Sticheleien im Verborgenen

Der Mann mit dem Schnauzbärtchen, der auf dem Zenit seiner Karriere auch noch eine neue Frau an seiner Seite präsentierte, weckte Neid wie wenig andere - und bekam die Folgen zu spüren. Die einen schmeichelten sich bei ihm ein, ja, "krochen ihm in den Arsch", wie es ein Insider formuliert, und kompensierten ihren Neid, indem auch sie sich ein Stück seines Glanzes einzuleiben versuchten. Die anderen stichelten hinter vorgehaltener Hand, ob es wohl sein übergrosser Selbstdarstellungsdrang oder die fehlende berufliche Auslastung seien, die ihn dermassen die Nähe der Journalisten suchen lasse.

Im Mai dieses Jahres wurde der erfolgsverwöhnte Banker jäh gestoppt. Er musste den SBV, wie er selber sagt, "auf dem Hintergrund einer unerträglichen Situation" verlassen. Jetzt war der Moment gekommen, in dem die Neider - rachedurstig wie sie sind - einen bescheidenen Triumph feiern konnten: Nun schnitten sie Rasi oder bedachten ihn mit Häme und Schadenfreude.
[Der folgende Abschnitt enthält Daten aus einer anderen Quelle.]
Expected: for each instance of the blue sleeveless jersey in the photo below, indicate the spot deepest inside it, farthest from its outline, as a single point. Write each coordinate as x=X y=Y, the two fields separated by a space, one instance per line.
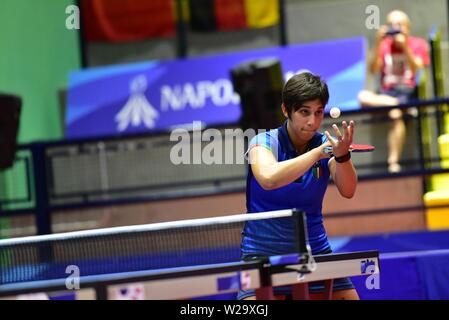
x=276 y=236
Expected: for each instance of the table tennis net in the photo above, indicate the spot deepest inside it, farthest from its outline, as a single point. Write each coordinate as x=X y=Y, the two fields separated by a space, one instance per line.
x=126 y=249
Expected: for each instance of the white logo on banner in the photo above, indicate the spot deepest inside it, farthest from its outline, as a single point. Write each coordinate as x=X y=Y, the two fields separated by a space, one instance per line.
x=137 y=109
x=133 y=291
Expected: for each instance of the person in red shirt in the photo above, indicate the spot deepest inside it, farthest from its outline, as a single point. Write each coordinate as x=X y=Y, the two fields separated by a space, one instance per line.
x=397 y=57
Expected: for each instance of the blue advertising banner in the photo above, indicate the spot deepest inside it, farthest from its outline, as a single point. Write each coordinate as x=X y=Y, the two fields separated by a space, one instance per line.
x=161 y=95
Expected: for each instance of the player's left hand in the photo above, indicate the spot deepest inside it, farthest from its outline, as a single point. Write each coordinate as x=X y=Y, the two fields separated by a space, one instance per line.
x=341 y=142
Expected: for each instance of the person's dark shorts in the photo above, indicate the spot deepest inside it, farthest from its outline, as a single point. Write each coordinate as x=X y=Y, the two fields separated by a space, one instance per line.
x=314 y=287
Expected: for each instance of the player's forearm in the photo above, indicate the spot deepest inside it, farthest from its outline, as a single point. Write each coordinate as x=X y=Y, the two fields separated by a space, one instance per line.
x=375 y=61
x=282 y=173
x=346 y=179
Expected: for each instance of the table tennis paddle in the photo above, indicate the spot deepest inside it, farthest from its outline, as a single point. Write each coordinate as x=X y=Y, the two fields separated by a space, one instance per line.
x=354 y=148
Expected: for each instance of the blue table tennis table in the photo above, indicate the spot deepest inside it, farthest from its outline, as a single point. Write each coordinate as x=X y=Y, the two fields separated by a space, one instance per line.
x=212 y=279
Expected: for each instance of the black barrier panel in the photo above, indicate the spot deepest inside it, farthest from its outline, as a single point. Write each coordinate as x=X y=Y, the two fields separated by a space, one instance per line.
x=10 y=107
x=259 y=84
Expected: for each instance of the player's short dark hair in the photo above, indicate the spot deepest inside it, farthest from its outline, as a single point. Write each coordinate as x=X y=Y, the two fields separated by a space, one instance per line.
x=301 y=88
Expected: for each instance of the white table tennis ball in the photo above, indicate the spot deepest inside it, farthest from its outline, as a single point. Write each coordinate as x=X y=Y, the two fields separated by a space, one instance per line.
x=335 y=112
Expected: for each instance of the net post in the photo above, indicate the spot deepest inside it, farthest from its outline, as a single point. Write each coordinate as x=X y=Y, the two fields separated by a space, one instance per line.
x=300 y=222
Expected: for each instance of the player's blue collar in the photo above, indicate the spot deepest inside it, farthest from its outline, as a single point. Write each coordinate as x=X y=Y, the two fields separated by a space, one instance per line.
x=284 y=139
x=286 y=143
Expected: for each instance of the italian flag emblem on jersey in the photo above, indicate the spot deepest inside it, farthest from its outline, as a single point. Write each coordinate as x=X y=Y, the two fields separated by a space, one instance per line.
x=317 y=170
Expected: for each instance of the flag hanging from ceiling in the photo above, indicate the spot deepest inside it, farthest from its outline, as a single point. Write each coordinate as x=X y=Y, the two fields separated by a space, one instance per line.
x=222 y=15
x=133 y=20
x=127 y=20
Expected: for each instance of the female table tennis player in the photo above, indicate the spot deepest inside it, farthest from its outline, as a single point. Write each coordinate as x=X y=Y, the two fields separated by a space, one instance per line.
x=289 y=169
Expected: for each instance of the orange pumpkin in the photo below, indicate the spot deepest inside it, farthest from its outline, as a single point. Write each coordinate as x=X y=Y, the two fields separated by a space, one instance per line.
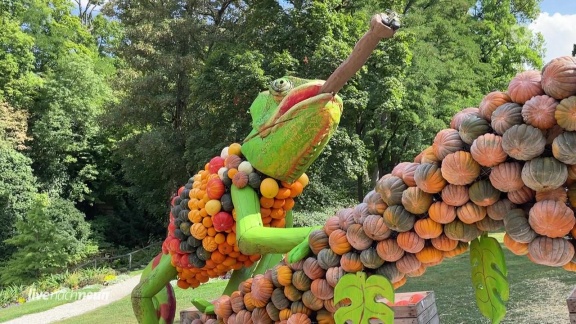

Der einstige Topmann war gestürzt und wurde nun mit der Kehrseite der Medaille konfrontiert.

Eidgenossen, weiss der Volksmund, sind Neidgenossen. "Engstirnigkeit, Neid und Eifersucht sind in der Schweiz sehr ausgeprägt", konstatierte denn auch kürzlich der Top-Sanierer Ernst Thomke. "Wir Schweizer sind ein Volk von Neidern", will auch der Zementindustrielle Thomas Schmidheiny festgestellt haben. "Würden wir die Schweizer Wirtschaft von Neid, Missgunst und Angst befreien", prophezeit der Kommunikationstrainer Harry Holzheu, "wären wir sehr bald saniert."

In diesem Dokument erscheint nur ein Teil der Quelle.